In recent years, videography has further integrated into our everyday reality through mass media and information technologies. Lin Aojie, the youngest of the four, uses video to capture digital methods of image creation; there is no longer a camera, the machine on which the image is created is also that which records and replays. Drawing references from pop culture and motifs of the digital age, Lin turns his focus inwards towards the inner psyche of contemporary art practitioners.
From low-resolution black and white recordings to digital videos shot on a smartphone, the artists engage in dialogue with the evolution of their tools and the new possibilities of expression in moving image.
The selection spans across almost two decades and a vast majority of which has never been shown in Singapore.
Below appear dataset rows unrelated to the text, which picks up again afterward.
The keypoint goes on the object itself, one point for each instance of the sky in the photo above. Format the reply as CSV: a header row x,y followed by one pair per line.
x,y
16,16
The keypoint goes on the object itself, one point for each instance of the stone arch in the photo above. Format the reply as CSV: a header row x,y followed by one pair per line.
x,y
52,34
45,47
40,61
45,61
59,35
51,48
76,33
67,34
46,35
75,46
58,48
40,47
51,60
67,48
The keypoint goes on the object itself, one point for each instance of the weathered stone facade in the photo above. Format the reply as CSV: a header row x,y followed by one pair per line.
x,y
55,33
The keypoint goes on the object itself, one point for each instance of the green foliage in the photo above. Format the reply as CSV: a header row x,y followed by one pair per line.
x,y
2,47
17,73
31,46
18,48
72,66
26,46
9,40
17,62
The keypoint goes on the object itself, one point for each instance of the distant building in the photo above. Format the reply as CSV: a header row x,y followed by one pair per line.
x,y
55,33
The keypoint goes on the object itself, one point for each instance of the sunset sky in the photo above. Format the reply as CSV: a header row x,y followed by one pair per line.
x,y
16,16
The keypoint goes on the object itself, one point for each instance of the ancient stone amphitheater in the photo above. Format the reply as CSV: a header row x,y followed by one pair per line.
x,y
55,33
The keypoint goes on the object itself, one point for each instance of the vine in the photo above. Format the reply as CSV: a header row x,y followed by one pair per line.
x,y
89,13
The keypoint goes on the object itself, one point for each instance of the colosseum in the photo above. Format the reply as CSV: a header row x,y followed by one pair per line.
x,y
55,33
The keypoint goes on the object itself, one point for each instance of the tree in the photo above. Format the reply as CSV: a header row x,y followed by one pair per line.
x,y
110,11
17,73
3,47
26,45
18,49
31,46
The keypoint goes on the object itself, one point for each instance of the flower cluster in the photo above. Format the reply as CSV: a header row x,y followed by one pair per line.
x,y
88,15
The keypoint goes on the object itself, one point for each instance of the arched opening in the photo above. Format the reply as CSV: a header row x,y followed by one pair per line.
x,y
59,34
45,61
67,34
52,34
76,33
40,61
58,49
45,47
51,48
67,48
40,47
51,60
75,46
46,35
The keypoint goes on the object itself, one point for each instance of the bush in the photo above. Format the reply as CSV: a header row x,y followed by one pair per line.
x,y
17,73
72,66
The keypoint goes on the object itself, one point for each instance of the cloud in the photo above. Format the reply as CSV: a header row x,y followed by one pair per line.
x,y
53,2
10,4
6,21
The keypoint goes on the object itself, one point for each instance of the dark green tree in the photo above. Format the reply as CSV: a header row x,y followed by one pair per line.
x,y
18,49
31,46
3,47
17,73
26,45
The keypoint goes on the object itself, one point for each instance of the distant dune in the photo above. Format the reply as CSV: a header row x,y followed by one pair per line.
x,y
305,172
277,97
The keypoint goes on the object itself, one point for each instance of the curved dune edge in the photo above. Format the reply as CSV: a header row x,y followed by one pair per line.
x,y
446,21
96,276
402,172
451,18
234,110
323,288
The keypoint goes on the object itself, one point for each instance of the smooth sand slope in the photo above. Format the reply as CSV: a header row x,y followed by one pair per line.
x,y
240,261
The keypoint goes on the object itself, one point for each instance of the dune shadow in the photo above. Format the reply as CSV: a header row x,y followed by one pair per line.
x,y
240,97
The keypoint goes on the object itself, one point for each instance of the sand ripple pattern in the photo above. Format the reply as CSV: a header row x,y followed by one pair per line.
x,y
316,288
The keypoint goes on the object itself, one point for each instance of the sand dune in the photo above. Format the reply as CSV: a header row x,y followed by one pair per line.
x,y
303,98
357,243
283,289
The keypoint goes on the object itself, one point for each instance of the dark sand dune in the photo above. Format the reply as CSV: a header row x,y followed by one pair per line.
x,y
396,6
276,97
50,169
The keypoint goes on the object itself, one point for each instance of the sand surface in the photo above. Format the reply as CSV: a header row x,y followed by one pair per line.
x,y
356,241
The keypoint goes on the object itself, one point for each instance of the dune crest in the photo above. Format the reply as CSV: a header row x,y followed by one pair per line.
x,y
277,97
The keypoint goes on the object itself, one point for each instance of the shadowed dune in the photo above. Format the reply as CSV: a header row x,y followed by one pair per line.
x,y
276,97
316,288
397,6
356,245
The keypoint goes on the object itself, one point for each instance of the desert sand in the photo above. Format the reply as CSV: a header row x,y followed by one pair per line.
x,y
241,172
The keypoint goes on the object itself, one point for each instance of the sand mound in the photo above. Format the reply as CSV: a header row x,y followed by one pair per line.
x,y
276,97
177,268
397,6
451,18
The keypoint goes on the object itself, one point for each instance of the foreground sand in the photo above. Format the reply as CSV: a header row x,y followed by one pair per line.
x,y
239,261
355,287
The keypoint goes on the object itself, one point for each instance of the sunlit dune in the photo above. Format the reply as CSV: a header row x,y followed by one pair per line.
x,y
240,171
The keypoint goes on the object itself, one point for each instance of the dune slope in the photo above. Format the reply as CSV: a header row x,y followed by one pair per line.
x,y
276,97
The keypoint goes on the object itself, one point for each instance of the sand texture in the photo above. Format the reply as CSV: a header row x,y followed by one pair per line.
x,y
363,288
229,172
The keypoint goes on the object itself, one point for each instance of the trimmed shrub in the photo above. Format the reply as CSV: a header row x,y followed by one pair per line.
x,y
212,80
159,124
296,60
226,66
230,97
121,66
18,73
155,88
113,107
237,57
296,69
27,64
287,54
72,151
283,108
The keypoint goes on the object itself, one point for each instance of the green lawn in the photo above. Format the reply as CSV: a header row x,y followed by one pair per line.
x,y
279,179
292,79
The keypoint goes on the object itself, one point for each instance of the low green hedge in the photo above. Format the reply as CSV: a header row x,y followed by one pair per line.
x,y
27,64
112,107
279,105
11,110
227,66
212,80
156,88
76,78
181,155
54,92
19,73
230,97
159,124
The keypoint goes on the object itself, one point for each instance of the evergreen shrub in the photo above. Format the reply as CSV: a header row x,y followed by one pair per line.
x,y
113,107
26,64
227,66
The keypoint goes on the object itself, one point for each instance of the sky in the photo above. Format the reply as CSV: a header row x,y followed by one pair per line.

The first instalment of the series will feature works by Zhu Jia, who has been widely recognised as one of the pioneers of video art in China and is central to the development of the medium in subsequent generations. His oeuvre roughly coincides with the height of globalisation in the nineties, and has been regarded as a ‘critical commentary in real-time of transformations in Chinese society.'
Complete with costumes, sets, and some crafted dialogue, Zhu’s films appropriate the tradition of studio productions. However, the illusion of the moment is always broken by the intrusion of the cinematic apparatus itself; stage lights caught in the frame, a mannequin is revealed, a mirror being pulled back, or the backdrop rolled away. Each time the narrative seems like it is about to begin, the scene comes undone. The characters, and the audience, become suspended in these precarious moments between acting and being, imagination and reality.
About Artist
As a pioneer of the practice of video art in China, Zhu Jia always tries to capture ordinary scenes through distinctive methods of practice. In his 1994 piece “Forever”, which has participated in several important exhibitions, Zhu attached a camera to the left wheel of a bicycle. The artist rode this bicycle over 10km around the city of Beijing, catching images of daily life through a truly unique perspective. In the work “Did they have sex?” he held up a sign, posing this very question, in front of arbitrarily chosen couples on the street and took photos, asking the viewer to generate their own answer. By establishing these fictitious relationships, the overall artist discusses different people's attitudes towards the sensitive issue of sex in society.
Zhu Jia, born in 1963, Beijing. Graduated from China Central Academy of Fine Arts in 1988. He lives and works in Beijing. Selected exhibitions include Zhu Jia:Faraway Friends, Modern Art Base, Shanghai (2020); Be Together for Today, DRC No. 12, Beijing (2017); Art and Chine after 1989: Theater of the world, Solomon R. Guggenheim Museum, New York, U.S.A. (2017); Scarcity& Supply, The 3rd Nanjing International Art Festival, Baijia Lake Art Museum, Nanjing (2016); 3rd Bienal de Montevideo 2016, Montevideo, Uruguay (2016); That has Been, and May be Again , Para Site, Hong Kong (2016); Displaying Fragments , Ten Years of OCAT (2005-2015) , OCAT, Beijing (2016); Art Changsha 2015 , China: Bridges to History, Technology, Poetry and Grace, Changsha Municipal Museum; Tan Guobin Contemporary Art Museum, Changsha (2015); Critical Pervasion, Shanghart Gallery & H Space, Shanghai (2015); Mobile M+: Moving Images, Hong Kong (2015); Landseasky, Revisiting Spatiality in video art, OCT Contemporary Art Terminal, Shanghai (2014); Out of the Box, The Threshold of Video Art in China (1984-1998), Guangdong Times Museum, Guangzhou (2011).